The appeal of membership-based card houses isn’t gambling, but the skill and challenge of poker, he added.

Poker dealer Delia Atwood collects poker chips at her table during a tournament for the Social Card Clubs of Texas, a non-profit formed in 2018 for social clubs and card playing enthusiasts, at the Texas Card House in Austin on March 2, 2019. Brittany Mendez/Reporting Texas

Mike Robinson, a Wesleyan University psychology professor, has been studying gambling addiction for a decade and a half through experiments on rodents.

“We haven’t gotten the rodents to play poker, but the idea is the same,” Robinson said. Success in gambling — winning or almost winning a hand in a poker game, for example — activates the brain’s reward system,  and addicts keep gambling in an attempt to reactivate those pathways.

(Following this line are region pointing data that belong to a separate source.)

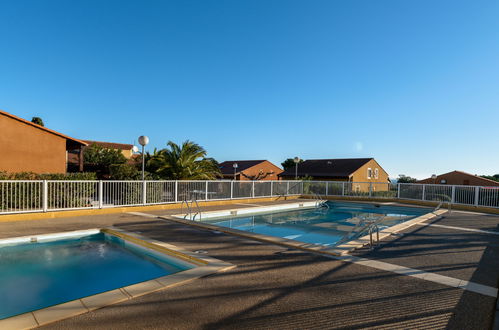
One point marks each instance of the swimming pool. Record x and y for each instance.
(326, 226)
(50, 270)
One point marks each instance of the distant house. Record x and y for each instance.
(363, 171)
(126, 150)
(28, 147)
(250, 170)
(460, 178)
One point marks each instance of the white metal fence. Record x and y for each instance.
(44, 196)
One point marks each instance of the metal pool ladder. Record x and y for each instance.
(320, 201)
(190, 205)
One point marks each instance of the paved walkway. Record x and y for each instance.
(273, 287)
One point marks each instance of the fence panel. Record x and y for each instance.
(411, 191)
(160, 192)
(279, 188)
(263, 188)
(122, 193)
(295, 187)
(219, 189)
(383, 190)
(30, 196)
(439, 193)
(464, 195)
(314, 187)
(242, 189)
(21, 196)
(334, 188)
(488, 196)
(188, 190)
(64, 195)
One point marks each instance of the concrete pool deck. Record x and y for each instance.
(276, 287)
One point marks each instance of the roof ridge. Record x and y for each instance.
(43, 128)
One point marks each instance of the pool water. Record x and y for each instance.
(38, 275)
(322, 226)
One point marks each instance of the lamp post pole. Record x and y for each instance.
(235, 169)
(143, 141)
(296, 160)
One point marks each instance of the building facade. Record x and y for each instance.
(363, 173)
(28, 147)
(250, 170)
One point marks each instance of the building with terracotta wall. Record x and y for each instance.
(362, 172)
(460, 178)
(28, 147)
(250, 170)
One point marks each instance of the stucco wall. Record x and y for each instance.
(361, 176)
(25, 148)
(264, 167)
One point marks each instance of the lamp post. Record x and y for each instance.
(296, 160)
(143, 141)
(235, 169)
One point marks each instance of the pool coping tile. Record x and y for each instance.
(23, 321)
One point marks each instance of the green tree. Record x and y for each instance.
(406, 179)
(185, 162)
(289, 164)
(37, 120)
(99, 159)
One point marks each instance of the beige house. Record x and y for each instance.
(362, 172)
(28, 147)
(249, 170)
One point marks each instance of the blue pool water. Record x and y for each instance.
(38, 275)
(324, 226)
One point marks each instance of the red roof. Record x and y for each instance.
(24, 121)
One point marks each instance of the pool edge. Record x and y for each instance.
(203, 266)
(334, 251)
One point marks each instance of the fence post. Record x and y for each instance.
(101, 194)
(206, 193)
(45, 203)
(176, 191)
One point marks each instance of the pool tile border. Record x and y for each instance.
(204, 265)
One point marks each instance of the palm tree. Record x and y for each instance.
(186, 162)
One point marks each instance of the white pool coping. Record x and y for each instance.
(248, 211)
(203, 266)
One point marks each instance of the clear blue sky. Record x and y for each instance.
(414, 84)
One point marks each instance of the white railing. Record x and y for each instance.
(44, 196)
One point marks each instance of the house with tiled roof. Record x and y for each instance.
(361, 171)
(249, 170)
(28, 147)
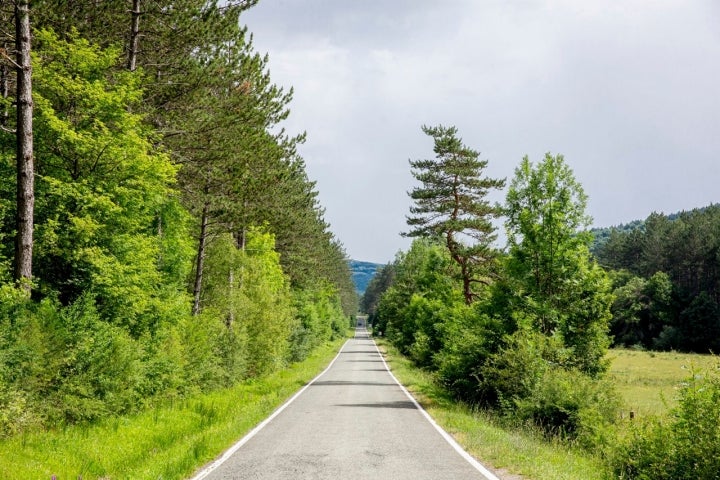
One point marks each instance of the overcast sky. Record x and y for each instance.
(627, 90)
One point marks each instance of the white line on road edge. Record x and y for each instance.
(229, 452)
(448, 438)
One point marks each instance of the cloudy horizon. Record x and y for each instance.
(627, 91)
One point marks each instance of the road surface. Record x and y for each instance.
(352, 422)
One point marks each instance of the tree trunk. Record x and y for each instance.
(24, 151)
(134, 36)
(202, 242)
(4, 89)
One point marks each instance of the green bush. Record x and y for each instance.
(684, 446)
(571, 405)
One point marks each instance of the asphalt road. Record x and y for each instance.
(352, 422)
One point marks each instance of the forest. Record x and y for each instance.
(523, 332)
(159, 235)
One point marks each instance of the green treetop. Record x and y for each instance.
(451, 205)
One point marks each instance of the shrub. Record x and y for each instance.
(684, 446)
(570, 404)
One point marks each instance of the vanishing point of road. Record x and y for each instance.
(354, 421)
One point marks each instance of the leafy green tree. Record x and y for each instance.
(562, 290)
(380, 282)
(452, 205)
(411, 312)
(105, 187)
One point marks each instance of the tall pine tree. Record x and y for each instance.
(452, 205)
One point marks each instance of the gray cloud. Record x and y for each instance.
(627, 91)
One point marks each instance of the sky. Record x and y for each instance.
(627, 91)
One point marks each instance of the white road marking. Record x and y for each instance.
(229, 452)
(448, 438)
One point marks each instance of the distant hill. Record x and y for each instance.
(601, 235)
(362, 273)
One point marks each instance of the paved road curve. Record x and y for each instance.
(352, 422)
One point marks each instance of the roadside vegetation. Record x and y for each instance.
(159, 237)
(519, 337)
(170, 440)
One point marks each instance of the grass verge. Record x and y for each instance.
(512, 452)
(649, 382)
(168, 442)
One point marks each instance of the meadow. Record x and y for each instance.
(649, 381)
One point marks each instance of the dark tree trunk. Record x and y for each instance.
(202, 243)
(4, 89)
(24, 135)
(134, 36)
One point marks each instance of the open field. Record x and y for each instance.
(649, 381)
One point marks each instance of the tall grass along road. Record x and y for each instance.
(353, 421)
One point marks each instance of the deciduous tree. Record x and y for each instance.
(452, 205)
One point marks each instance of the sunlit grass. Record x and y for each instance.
(511, 450)
(164, 443)
(649, 381)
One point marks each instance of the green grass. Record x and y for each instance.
(168, 442)
(518, 451)
(649, 381)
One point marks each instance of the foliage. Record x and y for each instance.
(560, 290)
(683, 247)
(170, 440)
(380, 282)
(451, 206)
(363, 273)
(411, 310)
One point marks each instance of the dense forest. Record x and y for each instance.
(362, 273)
(158, 232)
(666, 281)
(523, 332)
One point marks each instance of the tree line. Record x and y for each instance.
(158, 230)
(524, 330)
(666, 281)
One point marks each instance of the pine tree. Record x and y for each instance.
(452, 205)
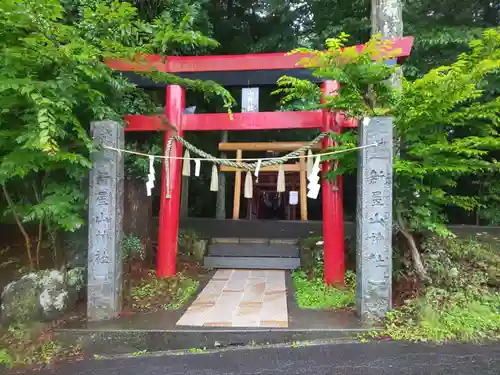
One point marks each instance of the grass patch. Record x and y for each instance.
(27, 345)
(462, 303)
(315, 294)
(154, 294)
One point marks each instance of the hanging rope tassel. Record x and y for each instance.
(248, 193)
(310, 162)
(280, 188)
(186, 165)
(214, 180)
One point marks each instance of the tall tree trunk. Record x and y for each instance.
(220, 205)
(387, 19)
(17, 218)
(138, 216)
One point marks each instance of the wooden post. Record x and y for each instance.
(303, 187)
(333, 211)
(237, 189)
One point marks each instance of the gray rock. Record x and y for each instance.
(43, 295)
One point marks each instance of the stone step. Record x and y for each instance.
(254, 250)
(252, 263)
(236, 240)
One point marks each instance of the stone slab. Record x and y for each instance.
(242, 302)
(374, 219)
(105, 268)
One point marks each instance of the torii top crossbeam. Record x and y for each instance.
(232, 70)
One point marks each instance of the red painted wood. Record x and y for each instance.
(241, 121)
(170, 207)
(262, 61)
(253, 121)
(141, 123)
(333, 211)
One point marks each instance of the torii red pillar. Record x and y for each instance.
(333, 211)
(170, 207)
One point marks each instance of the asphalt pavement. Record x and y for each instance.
(375, 358)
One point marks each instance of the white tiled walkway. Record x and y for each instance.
(240, 298)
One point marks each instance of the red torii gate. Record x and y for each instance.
(333, 215)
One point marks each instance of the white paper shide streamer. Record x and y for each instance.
(150, 184)
(314, 186)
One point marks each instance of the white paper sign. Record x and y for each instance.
(316, 169)
(149, 186)
(197, 167)
(314, 178)
(257, 168)
(313, 193)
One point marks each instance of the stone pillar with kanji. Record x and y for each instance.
(374, 219)
(105, 263)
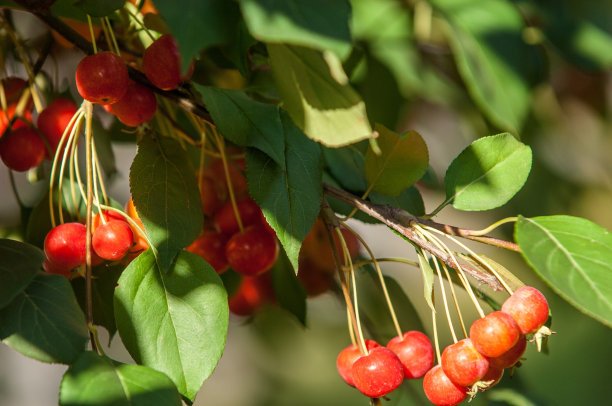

Texas Card House revokes or bans members that show gambling addiction or bad behavior, Northcutt said, and the business is a part of the Social Card Clubs of Texas, a non-profit formed in 2018 that seeks to promote responsible card playing and create better communities.

Kohler, of the Texas Baptist Christian Life Commission, doubts the validity of these claims. He and the Christian Life Commission want to explicitly outlaw card houses, but since  the Attorney General’s Office has refused to offer an opinion on the matter, the fate of these establishments is in the hands of local law enforcement.

Law enforcement across the state has been mostly tolerant, but in 2017, CJ’s Card Room in Dallas was raided by police and effectively shut down. Anti-gambling proponents such as Texas Against Gambling have called for law enforcement to continue raids.

Will said the risk of a police raid doesn’t bother him. “I don’t think most people will either,” he said. “It won’t matter because people will still find a way to play.”